Fig.8 Drawing of lithium-ion conductive glass sheet in PolyPlus’ patent US20210320328
A separator for lithium batteries is a porous film sandwiched between the positive and negative electrodes to avoid short circuit. The main technical development of the separator is to reduce the internal resistance to avoid temperature rise and to increase the thermal and mechanical stability to reduce the risk of breakage, such as FUJIFILM’s patent US20220209362. A binder of lithium batteries is to adhere the cathode or anode materials to a current collector. The development of the binder is to make the cathode and anode material evenly dispersed, reduce the internal resistance, and avoid the formation of lithium metal dendrites, such as Samsung SDI’s patent US10050246.
Battery cells are usually formed by stacking multiple layers of electrodes or winding electrodes to increase the capacity and energy density, but it also increases the risk of internal short circuit and high local temperature. LG Chem’s patents US20200127246 and US20200403211 provide improved designs for electrode assemblies of pouch-type lithium batteries and cylindrical lithium batteries, respectively. For example, as described in US20200127246, when a pouch-type battery expands due to gases generated by decomposition of liquid electrolytes, the electrode assembly will be disconnected to prevent the battery from continuing to discharge or even causing an explosion, as shown in Fig.9.
Fig.9 Electrode assembly of pouch-type battery in LG Chem’s patent US20200127246
In order to avoid explosion caused by the gas produced during charging/discharging process, battery cells have a pressure relief valve (safety vent) to discharge gas and heat. For example, in Tesla’s patent US9692025, a scoring is provided on the top cover of a battery cell. When thermal runaway occurs, the top cover will break along the scoring so that the cell can quickly release gases and heat in a predetermine direction to avoid explosion of the whole cell.
Fig.10 Top cover of a battery cell shown in Tesla’s patent US9692025
Fire extinguishing mechanism
When thermal runaway occurs in a battery cell, it can be mitigated by fire extinguishing materials disposed inside the cell. Taking LG Energy Solution’s patent US11264661 as an example, a fire extinguishing unit is disposed near the electrode assembly in a pouch-type battery, as shown in Fig.11. When the temperature of the battery exceeds a predetermined value, the fire extinguishing unit ejects a fire extinguishing powder to prevent spreading of thermal runaway.

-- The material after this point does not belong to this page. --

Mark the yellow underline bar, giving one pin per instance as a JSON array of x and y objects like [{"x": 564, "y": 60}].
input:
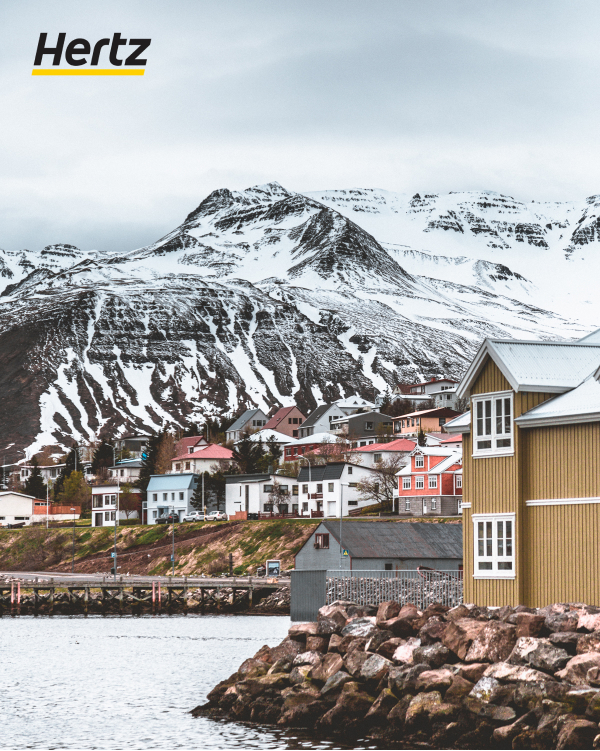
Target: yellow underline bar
[{"x": 87, "y": 72}]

Fig.11 Drawing of LG Energy Solution’s patent US11264661
Puncture protection mechanism
When a lithium battery is punctured by a sharp object, the battery will catch fire immediately, which is a major cause of fire in an electric vehicle accident. Therefore, it is desirable for a battery to remain in a stable state when punctured. Taking LG Chem’s patent US10903529 as an example, an insulator assembly 200 is disposed between an electrode assembly and an outer case of a pouch-type battery, as shown in Fig.12. The insulator assembly 200 includes fell-off parts 222. When the battery is punctured by a nail, the fell-off part 222 penetrates through the electrode assembly, and forms a through-hole 2 having a diameter greater than that of the nail to avoid short circuit caused by direct contact of the nail and the electrode assembly.

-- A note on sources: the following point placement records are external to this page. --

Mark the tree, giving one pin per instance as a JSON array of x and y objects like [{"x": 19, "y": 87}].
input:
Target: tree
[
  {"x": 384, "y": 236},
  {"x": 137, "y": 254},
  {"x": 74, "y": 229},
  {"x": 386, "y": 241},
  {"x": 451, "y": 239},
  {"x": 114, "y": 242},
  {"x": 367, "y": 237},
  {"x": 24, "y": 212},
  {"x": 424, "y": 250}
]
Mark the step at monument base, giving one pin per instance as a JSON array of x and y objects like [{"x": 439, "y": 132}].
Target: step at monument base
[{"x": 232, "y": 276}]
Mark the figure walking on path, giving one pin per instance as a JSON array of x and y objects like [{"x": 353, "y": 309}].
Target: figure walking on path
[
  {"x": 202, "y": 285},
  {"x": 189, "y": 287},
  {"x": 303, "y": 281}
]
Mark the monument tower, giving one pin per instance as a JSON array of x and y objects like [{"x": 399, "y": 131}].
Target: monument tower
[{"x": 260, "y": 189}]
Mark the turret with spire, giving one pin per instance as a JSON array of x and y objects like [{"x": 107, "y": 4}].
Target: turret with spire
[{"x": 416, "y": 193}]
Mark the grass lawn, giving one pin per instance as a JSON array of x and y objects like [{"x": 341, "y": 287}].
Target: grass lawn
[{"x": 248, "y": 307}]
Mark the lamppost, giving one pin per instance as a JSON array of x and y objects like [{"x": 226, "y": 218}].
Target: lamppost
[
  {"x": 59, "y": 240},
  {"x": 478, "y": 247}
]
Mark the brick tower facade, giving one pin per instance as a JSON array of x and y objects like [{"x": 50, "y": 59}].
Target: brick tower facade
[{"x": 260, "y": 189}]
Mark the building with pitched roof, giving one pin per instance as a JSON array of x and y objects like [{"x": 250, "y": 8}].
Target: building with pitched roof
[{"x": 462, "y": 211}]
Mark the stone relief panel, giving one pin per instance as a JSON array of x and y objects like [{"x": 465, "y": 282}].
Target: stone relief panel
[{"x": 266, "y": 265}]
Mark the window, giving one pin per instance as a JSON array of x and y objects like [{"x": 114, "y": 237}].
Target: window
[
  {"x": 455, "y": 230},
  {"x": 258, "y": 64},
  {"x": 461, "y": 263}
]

Fig.12 Drawings of LG Chem’s patent US10903529
In summary, there are various ways to prevent thermal runaway of lithium battery in the technologies of cell manufacturing, including material improvement and cell structure improvement. When using lithium batteries in electric vehicles, the batteries are assembled into battery modules which have desired capacity and voltage. When the quantity of battery increase, the risk of thermal runaway also increases. Therefore, the design of battery modules also requires to handle thermal runaway problems. This particular aspect will be introduced in the next article.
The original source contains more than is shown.